Git learnings

Kragen Javier Sitaker, 2007 to 2009 (3 minutes)

Here are the top few things I learned about Git, mostly in the first few hours I used it. This is the document I wished I had had, on top of the various introductions floating around. Maybe it will be useful to somebody else.

  1. Git handles 400MB of HTML crawl data less gracefully than it handles 700K of Python. But it handles that data more gracefully than cp and rsync do.

  2. Don't git push to a repository that actually has a work area. Always use git pull instead. git push doesn't update the associated working area, or the index either, so if you try to git commit in that repository, you will commit a patch that undoes all the stuff you just did.
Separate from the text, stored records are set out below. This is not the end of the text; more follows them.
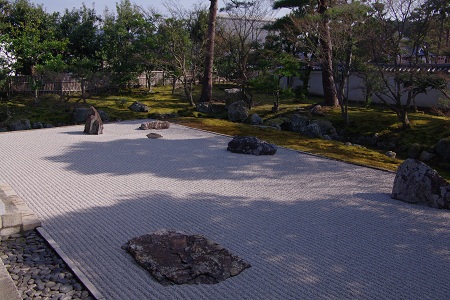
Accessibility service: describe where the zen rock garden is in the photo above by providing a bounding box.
[123,230,251,286]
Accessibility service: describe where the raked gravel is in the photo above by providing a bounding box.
[0,119,450,299]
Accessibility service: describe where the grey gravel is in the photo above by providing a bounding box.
[0,230,93,300]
See http://utsl.gen.nz/talks/git-svn/intro.html section "Push changes and the working copy". You can solve this with git reset --mixed HEAD, or eventually git reset --hard HEAD to throw away any changes in the working area.

    23:05 < johnw> $ rsync -av .git/ server:/tmp/foo.git/ ; cd /tmp ; git clone ssh://server/tmp/foo.git
    23:06 < johnw> that's all you need to setup a remote repository, and to start using it right away
    
  3. git repack -a -d -f can achieve some truly astonishing compression ratios. This is how you make git checkouts faster than cp -a or rsync. In my case, three times faster than rsync over a slow network, due to a 7:1 compression ratio.

  4. You have to git add changed files before you can git commit them, or use git commit -a, because git commit commits things from the index, not your work area. In older versions of Git, you used git update-index instead of git add on changed files.

  5. git commit takes an option --amend which lets you amend the previous commit. git rebase --interactive lets you amend previous commits in general. Both of these don't really work if you've shared the commits with someone else.

  6. git clone -l makes a hardlinked clone. (This is default in newer versions of Git. It's another factor in making git checkouts fast.)

  7. git has early-stage support for something called "submodules" in recent versions, similar to svn:externals. And there's an in-development git hunk-commit command that might end up in git someday that should add most of Darcs's UI niceness to git, although git gui or git add --interactive get you partway there already. http://raphael.slinckx.net/files/git-darcs-record

    02:38 < twb> I found git commit --interactive pretty confusing.
    02:39 < andreaja> twb: I prefer to use git add -p

  8. If you try to git pull when you have un-checked-in changes, git will complain with an unhelpful error message. Check in the changes or git stash them before you pull.

I took the first 125 563 056 bytes of my mailbox and compressed them into 59M with git. However, git (1.4) doesn't seem to work very well with multi-gigabyte quantities.

If you're using the Git 1.4 from Debian Stable, you'll want to know to use init-db instead of init, repo-config instead of config, and often update-index instead of add.